Task.WaitAll(tasks);
AddOrUpdateWithoutRetrieving();
Console.WriteLine("Press any key.");
Console.ReadKey();
}
public class TestData : IEqualityComparer<TestData>
{
public string aStr1 { get; set; }
public Guid? aGud1 { get; set; }
public string aStr2 { get; set; }
public int aInt1 { get; set; }
public long? aLong1 { get; set; }
public DateTime aDate1 { get; set; }
public DateTime? aDate2 { get; set; }
//public int QueryCount { get; set; }
public int QueryCount = 0;//
public string zData { get; set; }
public bool Equals(TestData x, TestData y)
{
return x.aStr1 == y.aStr1 &&
x.aStr2 == y.aStr2 &&
x.aGud1 == y.aGud1 &&
x.aStr2 == y.aStr2 &&
x.aInt1 == y.aInt1 &&
x.aLong1 == y.aLong1 &&
x.aDate1 == y.aDate1 &&
x.QueryCount == y.QueryCount ;
}
public int GetHashCode(TestData obj)
{
TestData ci = (TestData)obj;
// http://stackoverflow.com/a/263416/328397
return
new {
A = ci.aStr1,
Aa = ci.aStr2,
B = ci.aGud1,
C = ci.aStr2,
D = ci.aInt1,
E = ci.aLong1,
F = ci.QueryCount ,
G = ci.aDate1}.GetHashCode();
}
}
private void AddOrUpdateWithoutRetrieving()
{
// Sometime later. We receive new data from some source.
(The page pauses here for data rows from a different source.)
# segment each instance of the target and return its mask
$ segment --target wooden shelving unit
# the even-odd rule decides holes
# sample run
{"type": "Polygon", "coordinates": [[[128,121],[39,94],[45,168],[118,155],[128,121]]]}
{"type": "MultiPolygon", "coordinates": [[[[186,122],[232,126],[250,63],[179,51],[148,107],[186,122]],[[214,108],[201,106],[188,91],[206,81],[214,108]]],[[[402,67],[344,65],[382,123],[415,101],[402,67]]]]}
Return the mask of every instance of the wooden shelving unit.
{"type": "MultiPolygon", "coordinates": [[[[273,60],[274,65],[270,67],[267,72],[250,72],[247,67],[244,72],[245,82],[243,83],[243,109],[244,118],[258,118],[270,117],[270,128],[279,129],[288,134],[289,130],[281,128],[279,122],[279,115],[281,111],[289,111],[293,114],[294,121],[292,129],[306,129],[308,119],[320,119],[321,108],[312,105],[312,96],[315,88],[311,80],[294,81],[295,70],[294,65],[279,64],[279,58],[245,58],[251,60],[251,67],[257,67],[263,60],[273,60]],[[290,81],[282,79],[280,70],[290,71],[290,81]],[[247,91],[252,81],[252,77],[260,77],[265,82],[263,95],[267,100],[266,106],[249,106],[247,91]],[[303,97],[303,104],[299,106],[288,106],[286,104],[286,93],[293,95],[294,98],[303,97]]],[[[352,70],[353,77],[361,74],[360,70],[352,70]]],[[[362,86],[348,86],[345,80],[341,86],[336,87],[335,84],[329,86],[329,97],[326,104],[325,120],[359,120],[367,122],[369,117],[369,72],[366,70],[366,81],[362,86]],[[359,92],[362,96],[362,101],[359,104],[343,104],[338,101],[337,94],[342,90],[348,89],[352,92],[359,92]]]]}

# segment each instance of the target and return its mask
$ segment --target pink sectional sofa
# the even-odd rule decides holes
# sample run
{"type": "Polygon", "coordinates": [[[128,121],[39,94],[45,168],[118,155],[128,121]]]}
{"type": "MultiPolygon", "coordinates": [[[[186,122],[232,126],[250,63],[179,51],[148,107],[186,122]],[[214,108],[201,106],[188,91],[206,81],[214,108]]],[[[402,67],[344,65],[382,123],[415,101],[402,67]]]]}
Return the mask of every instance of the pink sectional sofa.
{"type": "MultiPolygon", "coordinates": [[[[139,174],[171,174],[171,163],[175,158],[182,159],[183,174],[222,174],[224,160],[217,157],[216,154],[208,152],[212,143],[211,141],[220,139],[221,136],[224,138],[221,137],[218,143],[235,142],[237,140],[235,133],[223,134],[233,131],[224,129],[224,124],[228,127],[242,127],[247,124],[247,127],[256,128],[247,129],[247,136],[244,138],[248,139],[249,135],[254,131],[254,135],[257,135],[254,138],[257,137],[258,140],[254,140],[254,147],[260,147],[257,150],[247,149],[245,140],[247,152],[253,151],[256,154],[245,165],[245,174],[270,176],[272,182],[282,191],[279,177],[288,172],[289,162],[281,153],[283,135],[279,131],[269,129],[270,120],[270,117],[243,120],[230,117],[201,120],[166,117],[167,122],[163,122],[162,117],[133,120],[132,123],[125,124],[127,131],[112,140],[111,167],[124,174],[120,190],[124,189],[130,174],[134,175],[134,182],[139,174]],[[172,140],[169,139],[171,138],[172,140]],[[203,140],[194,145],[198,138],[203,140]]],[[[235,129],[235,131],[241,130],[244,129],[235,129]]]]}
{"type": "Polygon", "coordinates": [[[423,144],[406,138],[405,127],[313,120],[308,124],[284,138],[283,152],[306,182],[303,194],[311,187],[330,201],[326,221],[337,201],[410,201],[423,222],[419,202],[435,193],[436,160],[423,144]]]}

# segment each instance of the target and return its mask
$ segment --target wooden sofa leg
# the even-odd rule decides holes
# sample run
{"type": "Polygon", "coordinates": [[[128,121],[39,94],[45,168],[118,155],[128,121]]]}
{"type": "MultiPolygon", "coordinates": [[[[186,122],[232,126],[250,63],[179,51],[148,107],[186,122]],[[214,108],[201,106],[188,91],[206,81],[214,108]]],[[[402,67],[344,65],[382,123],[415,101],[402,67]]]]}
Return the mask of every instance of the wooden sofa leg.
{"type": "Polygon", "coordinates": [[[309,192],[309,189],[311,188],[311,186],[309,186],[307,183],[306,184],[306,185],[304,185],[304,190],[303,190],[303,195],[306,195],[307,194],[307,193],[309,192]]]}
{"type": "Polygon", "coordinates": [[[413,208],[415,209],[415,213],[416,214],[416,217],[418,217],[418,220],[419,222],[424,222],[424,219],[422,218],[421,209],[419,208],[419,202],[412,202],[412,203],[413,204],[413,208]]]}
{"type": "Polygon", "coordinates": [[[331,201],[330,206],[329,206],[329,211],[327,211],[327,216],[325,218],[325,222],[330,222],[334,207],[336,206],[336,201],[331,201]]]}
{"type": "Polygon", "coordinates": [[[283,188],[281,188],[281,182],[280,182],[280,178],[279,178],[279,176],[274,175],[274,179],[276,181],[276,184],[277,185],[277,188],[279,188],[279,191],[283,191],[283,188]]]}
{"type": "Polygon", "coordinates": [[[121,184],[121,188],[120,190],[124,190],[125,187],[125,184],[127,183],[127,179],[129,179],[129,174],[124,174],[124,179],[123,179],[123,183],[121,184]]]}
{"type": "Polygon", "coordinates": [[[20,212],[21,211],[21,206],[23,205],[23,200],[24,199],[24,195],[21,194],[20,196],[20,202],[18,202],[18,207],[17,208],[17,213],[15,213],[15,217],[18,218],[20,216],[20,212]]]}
TestData ci = new TestData()
{
aStr1 = "Austin",
aGud1 = new Guid(),
aStr2 = "System",
aLong1 = 100,
aInt1 = 1000,
QueryCount = 0,
aDate1 = DateTime.MinValue
};
TestData verify = concurrentCache.AddOrUpdate(123, ci,
(key, existingVal) =>
{
existingVal.aStr2 = "test1" + existingVal.QueryCount;
existingVal.aDate1 = DateTime.MinValue;
Console.WriteLine
("Thread:" + Thread.CurrentThread.ManagedThreadId +
" Query Count A:" + existingVal.QueryCount);
Interlocked.Increment(ref existingVal.QueryCount);
System.Random RandNum = new System.Random();
int MyRandomNumber = RandNum.Next(1, 1000);
Thread.Sleep(MyRandomNumber);
existingVal.aInt1++;
existingVal.aDate1 =
existingVal.aDate1.AddSeconds
(existingVal.aInt1);
Console.WriteLine(
"Thread:" + Thread.CurrentThread.ManagedThreadId +
" Query Count B:" + existingVal.QueryCount);
return existingVal;
});
// After each run, every value here should be ++ the previous value
Console.WriteLine(
"Thread:"+Thread.CurrentThread.ManagedThreadId +
": Query Count returned:" + verify.QueryCount +
" eid:" + verify.aInt1 + " date:" +
verify.aDate1.Hour + " " + verify.aDate1.Second +
" NAME:" + verify.aStr2
);
}
}
}
Output
Thread:12: Query Count returned:0 eid:1000 date:0 0 NAME:System
Thread:12 Query Count A:0
Thread:13 Query Count A:1
Thread:12 Query Count B:2
Thread:12: Query Count returned:2 eid:1001 date:0 41 NAME:test11
Thread:12 Query Count A:2
Thread:13 Query Count B:3
Thread:13: Query Count returned:3 eid:1002 date:0 42 NAME:test12
Thread:13 Query Count A:3
Thread:11 Query Count A:4
Thread:11 Query Count B:5
Thread:11: Query Count returned:5 eid:1003 date:0 43 NAME:test14
Thread:11 Query Count A:5
Thread:13 Query Count B:6
Thread:13: Query Count returned:6 eid:1004 date:0 44 NAME:test15
....
Thread:11 Query Count A:658
Thread:11 Query Count B:659
Thread:11: Query Count returned:659 eid:1656 date:0 36 NAME:test1658
Thread:11 Query Count A:659
Thread:11 Query Count B:660
Thread:11: Query Count returned:660 eid:1657 date:0 37 NAME:test1659
Thread:11 Query Count A:660
Thread:11 Query Count B:661
Thread:11: Query Count returned:661 eid:1658 date:0 38 NAME:test1660
Thread:11 Query Count A:661
Thread:11 Query Count B:662
Thread:11: Query Count returned:662 eid:1659 date:0 39 NAME:test1661
In this code "eid" should always be 1,000 more than Query count, but over the iterations the difference varies from 1 to 7 between the two. That inconsistency may cause some applications to fail or report incorrect data.